Betreuungsbedürftigkeit des Kindes
Kinder sind auch nach Vollendung des dritten Lebensjahres zunächst noch voll betreuungsbedürftig, es geht zunächst nur darum, ob und inwieweit das Kind persönlich von einem Elternteil oder fremd betreut werden kann und muss, also z.B. in einer Kindertagestätte, einem Hort oder durch eine Tagesmutter (So OLG Hamm v. 24.2.2023 – II-7 UF 68/22, NZFam 2024, 177). Da kein abrupter Wechsel erfolgen solle, könne lediglich mit Rücksicht auf den Entwicklungsstand des Kindes ein gestufter Übergang zur vollen Erwerbstätigkeit verlangt werden. Auch solle eine überobligatorische Belastung des Elternteils außerhalb der Zeiten der Fremdbetreuung vermieden werden.
Spezielle kindbezogene Gründe wie Krankheit oder Behinderung (OLG Frankfurt v. 2.5.2019 – 2 UF 273/17, FamRZ 2019, 1611) oder Entwicklungsverzögerung sind ebenfalls von Bedeutung.
Geschützt wird dabei auch besonders das Vertrauen in die Gestaltung der Kinderbetreuung; so in der Praxis bei einer auf Dauer angelegter Lebensgemeinschaft mit gemeinsamem Kinderwunsch.

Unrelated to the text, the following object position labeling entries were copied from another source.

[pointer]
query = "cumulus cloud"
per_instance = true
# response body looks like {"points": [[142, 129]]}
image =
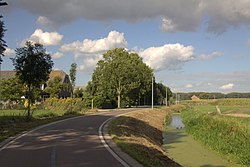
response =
{"points": [[90, 51], [189, 86], [209, 56], [9, 52], [57, 55], [169, 56], [113, 40], [46, 38], [89, 63], [179, 15], [227, 86], [43, 21]]}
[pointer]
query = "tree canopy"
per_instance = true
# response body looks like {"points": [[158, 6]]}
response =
{"points": [[54, 87], [11, 89], [120, 75], [33, 66]]}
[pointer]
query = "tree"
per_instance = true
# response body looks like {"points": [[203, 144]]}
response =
{"points": [[72, 75], [119, 74], [54, 87], [33, 66], [78, 93], [2, 42], [11, 89]]}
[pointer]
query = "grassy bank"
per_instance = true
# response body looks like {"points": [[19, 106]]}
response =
{"points": [[13, 122], [140, 135], [227, 135]]}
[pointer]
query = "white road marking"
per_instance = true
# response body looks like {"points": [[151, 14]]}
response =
{"points": [[107, 146]]}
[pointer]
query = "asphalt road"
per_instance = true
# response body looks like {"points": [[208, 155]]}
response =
{"points": [[71, 143]]}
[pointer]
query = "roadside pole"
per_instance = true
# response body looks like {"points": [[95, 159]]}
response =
{"points": [[152, 92]]}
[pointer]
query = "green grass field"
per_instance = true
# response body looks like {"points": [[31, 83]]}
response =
{"points": [[228, 134]]}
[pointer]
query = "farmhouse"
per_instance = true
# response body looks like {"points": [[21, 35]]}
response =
{"points": [[64, 93]]}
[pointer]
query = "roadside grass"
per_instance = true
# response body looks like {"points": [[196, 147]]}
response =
{"points": [[13, 122], [139, 134], [229, 136]]}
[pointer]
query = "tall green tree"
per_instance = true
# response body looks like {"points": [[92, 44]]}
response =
{"points": [[72, 74], [118, 74], [33, 66], [11, 89], [54, 87], [2, 41]]}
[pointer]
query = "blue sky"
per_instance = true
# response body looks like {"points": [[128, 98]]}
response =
{"points": [[193, 45]]}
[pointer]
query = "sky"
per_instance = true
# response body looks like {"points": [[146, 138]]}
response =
{"points": [[192, 45]]}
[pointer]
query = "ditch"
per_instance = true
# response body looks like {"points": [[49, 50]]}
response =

Nicht relevant sind dagegen rein persönliche Gründe und eigene berufliche Interessen, wie z.B. die Wiederaufnahme des Studiums (BGH FamRZ 2015, 1369). Denn es besteht kein Vorrang der gewünschten persönlichen Betreuung vor der Fremdbetreuung!
Darlegungs- und Beweislast bei der Unterhaltsberechtigten
Die Unterhaltsberechtigte trägt die Darlegungs- und Beweislast für die Voraussetzungen einer Verlängerung des Betreuungsunterhalts über die Dauer von drei Jahren hinaus. Hierzu muss sie zunächst darlegen und beweisen, dass keine kindgerechte Einrichtung für die Betreuung des gemeinsamen Kindes zur Verfügung steht oder dass aus besonderen Gründen eine persönliche Betreuung erforderlich ist. Auch Umstände, die aus elternbezogenen Gründen zu einer eingeschränkten Erwerbspflicht und damit zur Verlängerung des Betreuungsunterhalts führen können, hat die Unterhaltsberechtigte darzulegen und zu beweisen (OLG Frankfurt FamRZ 2019, 1611; BGH FamRZ 2012, 1040 Rn 20; BGH FamRZ 2009, 1391 Rn 20, BGH FamRZ 2008, 1739 Rn 97).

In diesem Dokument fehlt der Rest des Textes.